During the development of a broad screening method for the analysis of drugs in whole blood on a benchtop GC-MS, the acylation of drugs with pentafluoropropionic anhydride (PFPA) was examined.
Seventy-eight drugs with functional groups potentially suitable for acylation were reacted with PFPA and analysed by GC-MS. In some cases, the low resolution EI mass spectrum obtained from a GC peak was not sufficent to identify the derivatization product due to the absence of a molecular ion and/or the occurrence of significant mass spectral fragment ions which could not be readily related to the parent drug or its expected derivative. Consequently, additional data obtained from CI and high resolution EI mass spectrometry was required to identify some derivatization products.

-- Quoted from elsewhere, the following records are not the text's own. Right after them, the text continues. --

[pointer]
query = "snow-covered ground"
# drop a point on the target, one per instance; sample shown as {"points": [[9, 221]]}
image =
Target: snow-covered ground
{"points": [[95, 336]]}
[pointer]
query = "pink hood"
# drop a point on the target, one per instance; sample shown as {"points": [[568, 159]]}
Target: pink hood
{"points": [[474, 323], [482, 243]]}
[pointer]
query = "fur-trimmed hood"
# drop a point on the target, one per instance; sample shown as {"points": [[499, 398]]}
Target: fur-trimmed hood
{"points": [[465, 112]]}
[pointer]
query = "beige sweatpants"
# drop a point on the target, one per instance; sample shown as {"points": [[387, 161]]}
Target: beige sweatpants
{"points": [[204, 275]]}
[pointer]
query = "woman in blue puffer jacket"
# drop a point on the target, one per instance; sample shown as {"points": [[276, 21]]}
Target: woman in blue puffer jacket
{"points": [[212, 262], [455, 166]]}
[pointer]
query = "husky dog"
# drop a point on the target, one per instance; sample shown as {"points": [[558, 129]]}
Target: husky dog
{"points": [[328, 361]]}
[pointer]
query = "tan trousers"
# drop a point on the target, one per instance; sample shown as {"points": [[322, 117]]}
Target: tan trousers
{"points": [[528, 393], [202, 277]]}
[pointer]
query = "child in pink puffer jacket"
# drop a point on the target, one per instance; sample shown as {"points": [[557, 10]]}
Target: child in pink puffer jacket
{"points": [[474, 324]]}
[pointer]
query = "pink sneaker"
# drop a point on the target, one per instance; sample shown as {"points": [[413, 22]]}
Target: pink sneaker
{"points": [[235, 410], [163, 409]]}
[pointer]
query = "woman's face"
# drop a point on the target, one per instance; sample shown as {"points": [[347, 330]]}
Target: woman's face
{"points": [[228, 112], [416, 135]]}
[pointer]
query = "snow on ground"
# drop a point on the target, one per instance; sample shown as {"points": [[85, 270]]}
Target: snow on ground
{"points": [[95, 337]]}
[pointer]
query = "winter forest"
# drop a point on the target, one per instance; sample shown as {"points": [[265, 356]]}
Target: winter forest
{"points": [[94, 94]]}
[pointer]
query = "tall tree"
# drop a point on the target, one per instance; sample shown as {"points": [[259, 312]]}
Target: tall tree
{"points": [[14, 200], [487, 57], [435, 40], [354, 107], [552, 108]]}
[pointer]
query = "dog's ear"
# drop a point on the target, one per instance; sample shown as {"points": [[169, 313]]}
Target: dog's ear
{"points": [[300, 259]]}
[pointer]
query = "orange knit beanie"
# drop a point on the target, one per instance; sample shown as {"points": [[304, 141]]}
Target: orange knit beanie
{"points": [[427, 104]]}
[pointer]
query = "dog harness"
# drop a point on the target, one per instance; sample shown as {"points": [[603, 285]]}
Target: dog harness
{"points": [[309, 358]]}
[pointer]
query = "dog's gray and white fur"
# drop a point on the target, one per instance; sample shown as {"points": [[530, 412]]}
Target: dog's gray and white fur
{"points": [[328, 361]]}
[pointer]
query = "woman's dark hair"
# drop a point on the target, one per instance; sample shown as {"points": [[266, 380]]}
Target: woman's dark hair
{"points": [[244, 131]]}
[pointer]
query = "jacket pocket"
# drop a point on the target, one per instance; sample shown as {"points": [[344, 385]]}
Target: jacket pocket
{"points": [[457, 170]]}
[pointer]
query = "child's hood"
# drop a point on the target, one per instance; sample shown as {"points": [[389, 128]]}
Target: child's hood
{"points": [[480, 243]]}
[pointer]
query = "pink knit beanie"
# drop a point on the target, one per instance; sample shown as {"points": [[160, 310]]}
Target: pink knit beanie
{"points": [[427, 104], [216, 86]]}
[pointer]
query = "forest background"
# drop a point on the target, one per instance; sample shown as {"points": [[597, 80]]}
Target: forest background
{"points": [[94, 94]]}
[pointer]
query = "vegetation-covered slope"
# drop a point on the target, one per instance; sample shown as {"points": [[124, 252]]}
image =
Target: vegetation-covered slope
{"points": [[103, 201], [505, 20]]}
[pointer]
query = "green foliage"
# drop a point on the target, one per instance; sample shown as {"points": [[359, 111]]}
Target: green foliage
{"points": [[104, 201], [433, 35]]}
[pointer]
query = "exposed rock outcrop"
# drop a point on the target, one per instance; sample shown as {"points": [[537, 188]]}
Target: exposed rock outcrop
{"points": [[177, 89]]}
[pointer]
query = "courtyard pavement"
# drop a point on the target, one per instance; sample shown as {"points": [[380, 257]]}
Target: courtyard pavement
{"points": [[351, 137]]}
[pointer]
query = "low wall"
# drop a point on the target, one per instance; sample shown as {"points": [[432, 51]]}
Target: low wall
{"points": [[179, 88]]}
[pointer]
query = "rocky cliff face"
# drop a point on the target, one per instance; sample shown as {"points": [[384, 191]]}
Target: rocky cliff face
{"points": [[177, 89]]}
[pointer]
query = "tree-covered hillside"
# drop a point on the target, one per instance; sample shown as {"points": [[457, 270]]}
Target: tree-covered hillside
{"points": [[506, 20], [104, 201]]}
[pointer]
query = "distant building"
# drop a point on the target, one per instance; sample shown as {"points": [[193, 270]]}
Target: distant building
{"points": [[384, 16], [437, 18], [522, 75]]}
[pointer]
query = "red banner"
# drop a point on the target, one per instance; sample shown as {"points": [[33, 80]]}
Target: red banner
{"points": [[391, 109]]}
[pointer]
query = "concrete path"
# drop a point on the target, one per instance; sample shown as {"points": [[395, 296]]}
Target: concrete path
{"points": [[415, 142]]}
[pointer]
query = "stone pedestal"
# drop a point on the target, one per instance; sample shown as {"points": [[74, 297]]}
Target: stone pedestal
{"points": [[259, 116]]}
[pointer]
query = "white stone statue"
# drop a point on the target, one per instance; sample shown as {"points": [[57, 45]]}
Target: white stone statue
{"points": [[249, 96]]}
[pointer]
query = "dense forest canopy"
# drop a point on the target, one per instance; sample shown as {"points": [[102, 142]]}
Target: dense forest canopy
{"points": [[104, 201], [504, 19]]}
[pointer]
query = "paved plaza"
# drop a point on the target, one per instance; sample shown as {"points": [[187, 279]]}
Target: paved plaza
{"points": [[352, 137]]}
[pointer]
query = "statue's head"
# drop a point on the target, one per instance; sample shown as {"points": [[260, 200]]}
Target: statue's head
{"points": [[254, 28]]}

Apart from some drugs which formed either no derivative or gave multiple GC peaks, 17 formed unusual derivatization products following reaction with PFPA. Generally, unusual products were not formed at a 1° or 2° amine group on a drug but at alcohol or 1° amide groups. Dehydrated parent drugs and dehydrated drug acylated at other sites were the most commonly occurring of these unusual derivatization products.
Examples of drugs and proposed reactions and products follow, with references to related previous reports.
| enol formation [1] | oxycodone | bis-PFP |
| dehydrogenation [2] | desipramine | bis-PFP |
| decarboxylation | captopril | bis-PFP |
| dehydration of 1°amide [1,3] | disopyramide | underivatized (nitrile formation) |
| dehydration of an alcohol | labetolol warfarin | bis-PFP (doubly dehydrated) underivatized |
| deamidation | carbamazepine tolbutamide | PFP and underivatized PFP and underivatized |
| unexplained rearrangements | cimetidine lorazepam | PFP-cimetidine product PFP-lorazepam product |
This investigation showed that the identity of a derivative produced following the reaction of a new drug with PFPA should not be assumed.